Veltman argues that the ideal of meaningful work does its work on an individual level -- by persuading people, one by one, such that they make different choices for themselves and, when they have the ability, make different choices available for others. Veltman concedes that meaningful work is a good that not all can enjoy. For her, this registers as a grave cost, because if Veltman is an Aristotelian of a sort (who takes human flourishing seriously) she is also an egalitarian. All may deserve meaningful work, but the reality of things is that not all can enjoy it.

What Veltman does not consider is the possibility that technological development is expanding the supply of meaningful work, first by substituting robotic automation for the most punishing jobs, and then by multiplying the kinds of service work (where people serve each other), where relational and communicative capacities are exercised and the effect of one's labor is immediately felt.

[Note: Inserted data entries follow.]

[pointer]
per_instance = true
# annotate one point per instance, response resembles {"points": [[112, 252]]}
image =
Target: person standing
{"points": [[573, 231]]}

If the nuanced fit between individuals and their jobs that is at the core of meaningful work was elusive in the agricultural economy (where nearly everyone toiled in fields or household service) and still in the industrial economy (where Taylorist separation of conception and execution degraded work), perhaps there is reason to hope that the economy of tomorrow will provide more humane, meaningful work than the economies of the past. The trade-off between a productive economy and a moral economy might relax. This may be possible -- but if it is, it will not happen on its own; it will require citizens attuned to the ethic of meaningful work that Veltman, as much as anyone, has rendered in such a clear and powerful way.